3. The Sleep Link to Diabetes

The key underlying problem in type 2 diabetes is insulin resistance, where the body does not make proper use of this sugar-processing hormone. Guess what? When you’re sleep deprived, your body almost immediately develops conditions that resemble the insulin resistance of diabetes.

“In one study of young, healthy adult males, they decreased their sleep time to about four hours per night for six nights,” says Arand. “At the end of those six nights, every one of those healthy young men was showing impaired glucose tolerance, a precursor to developing diabetes.”

Another study found that people in their late 20s and early 30s who slept less than 6.5 hours per night had the insulin sensitivity of someone more than 60 years old.

4. The Sleep Link to Brain Function and Mental Health

If you’re chronically sleep deprived, you may think you’re still driving safely and performing well at your job, but you’re probably wrong. Studies have found that people who aren’t getting enough sleep drive just as unsafely as someone who’s drunk.

“We also know that people who are sleep deprived have very poor judgment when evaluating their own performance. They think they’re doing well on memory or eye-hand coordination tests, but they’re not,” says Arand. “The memory is also slightly degraded when you’re sleep deprived, and gets worse the more deprivation you have.”
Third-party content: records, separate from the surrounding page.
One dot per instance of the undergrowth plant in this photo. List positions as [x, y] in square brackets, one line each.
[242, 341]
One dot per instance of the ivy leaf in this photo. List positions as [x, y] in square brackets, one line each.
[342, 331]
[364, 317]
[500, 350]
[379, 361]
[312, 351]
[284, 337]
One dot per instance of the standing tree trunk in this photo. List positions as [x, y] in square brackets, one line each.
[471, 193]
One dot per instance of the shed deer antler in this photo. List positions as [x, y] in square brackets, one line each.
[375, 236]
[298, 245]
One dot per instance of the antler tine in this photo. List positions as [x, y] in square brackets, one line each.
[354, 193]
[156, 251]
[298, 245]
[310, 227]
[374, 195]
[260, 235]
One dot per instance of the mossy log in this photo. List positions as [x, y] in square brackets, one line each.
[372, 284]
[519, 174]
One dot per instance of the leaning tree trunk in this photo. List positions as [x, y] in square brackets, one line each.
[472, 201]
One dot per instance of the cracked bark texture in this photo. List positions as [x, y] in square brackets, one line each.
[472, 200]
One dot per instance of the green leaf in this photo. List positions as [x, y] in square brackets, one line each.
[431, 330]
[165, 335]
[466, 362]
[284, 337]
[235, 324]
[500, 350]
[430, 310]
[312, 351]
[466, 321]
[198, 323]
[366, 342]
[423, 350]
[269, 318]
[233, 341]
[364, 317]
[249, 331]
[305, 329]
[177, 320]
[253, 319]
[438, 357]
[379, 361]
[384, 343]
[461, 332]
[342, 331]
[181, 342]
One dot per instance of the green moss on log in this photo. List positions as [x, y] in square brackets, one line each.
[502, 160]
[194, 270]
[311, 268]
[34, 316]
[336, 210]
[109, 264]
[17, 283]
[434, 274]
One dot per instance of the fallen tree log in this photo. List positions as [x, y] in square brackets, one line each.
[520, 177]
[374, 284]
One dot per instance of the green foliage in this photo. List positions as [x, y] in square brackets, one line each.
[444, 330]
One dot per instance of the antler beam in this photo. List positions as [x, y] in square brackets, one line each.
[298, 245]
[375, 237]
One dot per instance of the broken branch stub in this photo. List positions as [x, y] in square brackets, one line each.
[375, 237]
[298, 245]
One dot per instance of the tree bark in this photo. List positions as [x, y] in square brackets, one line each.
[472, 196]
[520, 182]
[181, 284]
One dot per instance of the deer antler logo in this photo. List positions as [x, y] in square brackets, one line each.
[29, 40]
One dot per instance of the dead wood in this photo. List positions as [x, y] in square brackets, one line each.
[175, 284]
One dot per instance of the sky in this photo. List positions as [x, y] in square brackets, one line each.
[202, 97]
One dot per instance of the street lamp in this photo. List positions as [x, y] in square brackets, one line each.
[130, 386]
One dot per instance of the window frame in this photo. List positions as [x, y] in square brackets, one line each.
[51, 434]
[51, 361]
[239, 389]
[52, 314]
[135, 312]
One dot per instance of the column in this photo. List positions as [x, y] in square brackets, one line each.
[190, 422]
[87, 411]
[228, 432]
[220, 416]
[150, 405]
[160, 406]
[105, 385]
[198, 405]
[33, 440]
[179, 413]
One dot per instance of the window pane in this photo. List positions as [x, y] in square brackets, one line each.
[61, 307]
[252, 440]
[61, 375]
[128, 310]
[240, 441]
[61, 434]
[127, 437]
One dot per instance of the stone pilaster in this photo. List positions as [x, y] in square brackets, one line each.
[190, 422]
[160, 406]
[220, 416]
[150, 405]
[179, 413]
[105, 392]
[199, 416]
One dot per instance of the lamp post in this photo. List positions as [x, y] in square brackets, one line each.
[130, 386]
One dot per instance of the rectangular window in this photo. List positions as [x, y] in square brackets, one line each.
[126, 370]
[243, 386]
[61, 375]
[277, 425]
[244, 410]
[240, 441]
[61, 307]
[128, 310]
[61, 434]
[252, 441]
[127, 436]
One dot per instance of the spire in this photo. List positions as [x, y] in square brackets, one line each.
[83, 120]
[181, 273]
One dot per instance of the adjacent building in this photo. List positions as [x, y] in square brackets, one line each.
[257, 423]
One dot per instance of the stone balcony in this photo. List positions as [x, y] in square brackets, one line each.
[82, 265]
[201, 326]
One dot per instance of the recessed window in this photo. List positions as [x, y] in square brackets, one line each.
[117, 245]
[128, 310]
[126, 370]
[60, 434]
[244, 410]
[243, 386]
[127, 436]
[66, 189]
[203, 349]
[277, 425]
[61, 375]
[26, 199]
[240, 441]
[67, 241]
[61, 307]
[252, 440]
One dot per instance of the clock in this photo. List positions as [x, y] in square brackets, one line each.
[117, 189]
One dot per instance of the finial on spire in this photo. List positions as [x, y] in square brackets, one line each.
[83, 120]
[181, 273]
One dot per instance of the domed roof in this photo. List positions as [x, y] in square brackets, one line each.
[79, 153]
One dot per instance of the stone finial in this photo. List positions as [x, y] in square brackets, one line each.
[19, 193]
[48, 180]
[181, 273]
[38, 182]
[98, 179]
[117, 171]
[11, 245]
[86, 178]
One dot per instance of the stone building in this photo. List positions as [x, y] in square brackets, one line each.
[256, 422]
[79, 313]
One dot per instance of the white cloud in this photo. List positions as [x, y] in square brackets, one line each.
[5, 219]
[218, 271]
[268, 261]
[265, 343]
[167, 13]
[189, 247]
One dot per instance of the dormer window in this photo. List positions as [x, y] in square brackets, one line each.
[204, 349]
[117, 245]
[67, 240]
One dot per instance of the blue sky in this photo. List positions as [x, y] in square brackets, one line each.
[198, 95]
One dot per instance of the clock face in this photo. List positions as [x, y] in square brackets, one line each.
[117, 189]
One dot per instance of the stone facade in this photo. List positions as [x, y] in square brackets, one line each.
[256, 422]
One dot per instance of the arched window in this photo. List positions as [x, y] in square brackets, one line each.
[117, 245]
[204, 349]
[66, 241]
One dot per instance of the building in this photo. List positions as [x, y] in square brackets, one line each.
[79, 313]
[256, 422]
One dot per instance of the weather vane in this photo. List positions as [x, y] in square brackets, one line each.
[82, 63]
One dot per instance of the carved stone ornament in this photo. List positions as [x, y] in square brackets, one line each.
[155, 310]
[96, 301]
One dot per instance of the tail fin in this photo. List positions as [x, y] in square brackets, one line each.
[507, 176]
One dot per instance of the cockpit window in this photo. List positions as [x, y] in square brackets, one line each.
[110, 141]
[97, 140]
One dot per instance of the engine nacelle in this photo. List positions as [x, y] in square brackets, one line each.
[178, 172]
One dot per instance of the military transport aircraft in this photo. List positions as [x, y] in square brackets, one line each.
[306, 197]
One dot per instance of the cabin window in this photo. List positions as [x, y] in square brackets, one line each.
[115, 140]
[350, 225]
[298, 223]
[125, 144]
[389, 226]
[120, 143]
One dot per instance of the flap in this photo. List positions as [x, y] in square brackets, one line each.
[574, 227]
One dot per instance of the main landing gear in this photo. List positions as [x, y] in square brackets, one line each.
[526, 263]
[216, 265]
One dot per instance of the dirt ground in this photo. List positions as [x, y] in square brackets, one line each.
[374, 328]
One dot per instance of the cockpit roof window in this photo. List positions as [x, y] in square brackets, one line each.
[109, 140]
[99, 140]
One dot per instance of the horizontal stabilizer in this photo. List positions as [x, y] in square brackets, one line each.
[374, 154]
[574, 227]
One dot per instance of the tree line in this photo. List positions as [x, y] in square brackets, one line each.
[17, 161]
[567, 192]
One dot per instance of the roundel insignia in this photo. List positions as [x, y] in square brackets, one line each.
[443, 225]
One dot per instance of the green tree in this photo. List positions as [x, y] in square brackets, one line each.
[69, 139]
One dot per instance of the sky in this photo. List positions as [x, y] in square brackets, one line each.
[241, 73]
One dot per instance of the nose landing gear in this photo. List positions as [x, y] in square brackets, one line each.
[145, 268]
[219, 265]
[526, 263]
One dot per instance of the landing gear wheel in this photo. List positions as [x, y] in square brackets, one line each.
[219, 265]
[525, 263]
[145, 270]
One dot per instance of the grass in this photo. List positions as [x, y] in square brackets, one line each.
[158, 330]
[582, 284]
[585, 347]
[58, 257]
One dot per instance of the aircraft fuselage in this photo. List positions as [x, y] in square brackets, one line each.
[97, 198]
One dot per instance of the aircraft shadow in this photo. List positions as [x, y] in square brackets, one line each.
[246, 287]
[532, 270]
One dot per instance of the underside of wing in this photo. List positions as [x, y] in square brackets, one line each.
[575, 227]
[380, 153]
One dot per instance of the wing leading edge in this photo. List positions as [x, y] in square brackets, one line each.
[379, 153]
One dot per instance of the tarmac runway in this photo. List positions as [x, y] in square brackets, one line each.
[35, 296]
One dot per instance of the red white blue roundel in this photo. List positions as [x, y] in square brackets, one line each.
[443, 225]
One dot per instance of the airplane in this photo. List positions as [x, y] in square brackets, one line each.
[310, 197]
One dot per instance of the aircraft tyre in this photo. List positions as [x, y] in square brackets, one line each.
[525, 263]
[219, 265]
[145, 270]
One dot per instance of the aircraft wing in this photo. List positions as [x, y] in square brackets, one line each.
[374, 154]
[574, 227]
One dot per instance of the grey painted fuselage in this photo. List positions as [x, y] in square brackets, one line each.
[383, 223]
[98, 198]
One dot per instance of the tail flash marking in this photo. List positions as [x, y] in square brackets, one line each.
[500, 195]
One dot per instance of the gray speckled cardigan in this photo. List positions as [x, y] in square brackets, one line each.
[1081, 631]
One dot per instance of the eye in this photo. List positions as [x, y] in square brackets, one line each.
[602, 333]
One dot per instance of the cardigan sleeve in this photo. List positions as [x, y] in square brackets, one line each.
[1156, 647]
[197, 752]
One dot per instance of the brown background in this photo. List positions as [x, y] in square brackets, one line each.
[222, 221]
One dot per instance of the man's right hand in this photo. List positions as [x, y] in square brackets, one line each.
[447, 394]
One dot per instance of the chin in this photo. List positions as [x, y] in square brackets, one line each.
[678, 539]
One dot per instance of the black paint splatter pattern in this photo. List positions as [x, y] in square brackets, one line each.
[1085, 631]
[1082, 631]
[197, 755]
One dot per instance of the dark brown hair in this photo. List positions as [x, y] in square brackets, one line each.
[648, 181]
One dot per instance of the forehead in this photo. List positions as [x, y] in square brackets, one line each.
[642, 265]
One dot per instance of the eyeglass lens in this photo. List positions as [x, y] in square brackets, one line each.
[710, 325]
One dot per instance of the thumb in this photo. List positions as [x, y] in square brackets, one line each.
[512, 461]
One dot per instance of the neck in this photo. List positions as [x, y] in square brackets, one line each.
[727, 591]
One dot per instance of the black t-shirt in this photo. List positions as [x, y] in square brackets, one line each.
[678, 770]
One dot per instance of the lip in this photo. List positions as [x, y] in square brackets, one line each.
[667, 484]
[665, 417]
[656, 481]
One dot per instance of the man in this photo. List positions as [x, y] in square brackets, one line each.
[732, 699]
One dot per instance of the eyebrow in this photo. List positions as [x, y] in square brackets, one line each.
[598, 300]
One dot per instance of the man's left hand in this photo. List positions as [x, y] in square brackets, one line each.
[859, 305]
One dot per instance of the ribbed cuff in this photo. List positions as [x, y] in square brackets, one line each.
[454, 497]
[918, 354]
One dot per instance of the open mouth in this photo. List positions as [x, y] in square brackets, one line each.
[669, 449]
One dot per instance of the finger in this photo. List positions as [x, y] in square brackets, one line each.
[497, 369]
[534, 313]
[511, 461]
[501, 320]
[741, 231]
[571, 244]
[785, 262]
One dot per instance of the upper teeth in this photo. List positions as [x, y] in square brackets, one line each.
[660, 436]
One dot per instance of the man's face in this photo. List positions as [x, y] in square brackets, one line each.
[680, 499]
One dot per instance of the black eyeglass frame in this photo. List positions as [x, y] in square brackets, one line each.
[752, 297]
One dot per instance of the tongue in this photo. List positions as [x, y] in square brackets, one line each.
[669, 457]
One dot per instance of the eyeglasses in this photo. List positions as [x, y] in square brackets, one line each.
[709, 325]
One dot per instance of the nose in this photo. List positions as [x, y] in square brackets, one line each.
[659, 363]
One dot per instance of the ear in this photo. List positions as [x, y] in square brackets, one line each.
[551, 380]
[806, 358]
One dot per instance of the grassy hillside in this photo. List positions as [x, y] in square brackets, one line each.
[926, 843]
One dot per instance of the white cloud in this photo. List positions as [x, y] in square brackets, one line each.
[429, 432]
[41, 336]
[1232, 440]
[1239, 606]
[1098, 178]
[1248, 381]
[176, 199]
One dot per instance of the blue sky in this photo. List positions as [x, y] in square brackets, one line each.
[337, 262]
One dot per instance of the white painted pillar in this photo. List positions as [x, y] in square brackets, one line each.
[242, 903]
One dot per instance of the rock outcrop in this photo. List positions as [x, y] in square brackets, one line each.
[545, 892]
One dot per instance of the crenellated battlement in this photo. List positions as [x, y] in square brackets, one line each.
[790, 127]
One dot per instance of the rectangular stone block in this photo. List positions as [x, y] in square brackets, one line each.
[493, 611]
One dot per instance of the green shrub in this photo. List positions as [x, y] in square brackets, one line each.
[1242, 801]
5. The Sleep Link to Obesity

Can not getting enough sleep really make you fat? Several studies over the past decade point to a link between sleep deprivation and obesity -- in both adults and children. In one study, people who slept five hours per night were 73% more likely to become obese than those getting seven to nine nightly hours of sleep. In fact, one study found that lack of sleep was a bigger contributor to childhood obesity than any other factor.

Nobody knows exactly why this might be, but some research has pointed to hormonal imbalances as the culprit. For example, lack of sleep has been linked to lower levels of the hormone leptin, which reduces hunger.

The good news in all this is that you can repair the damage from inadequate sleep fairly quickly. “The system is very quick to respond,” says Arand. “For example, the young men in the diabetes study returned to a normal state of glucose tolerance after just a few nights of regular sleep. Many of these conditions will repair themselves -- unless, of course, you get so chronically sleep deprived that you’ve caused permanent damage to your health.”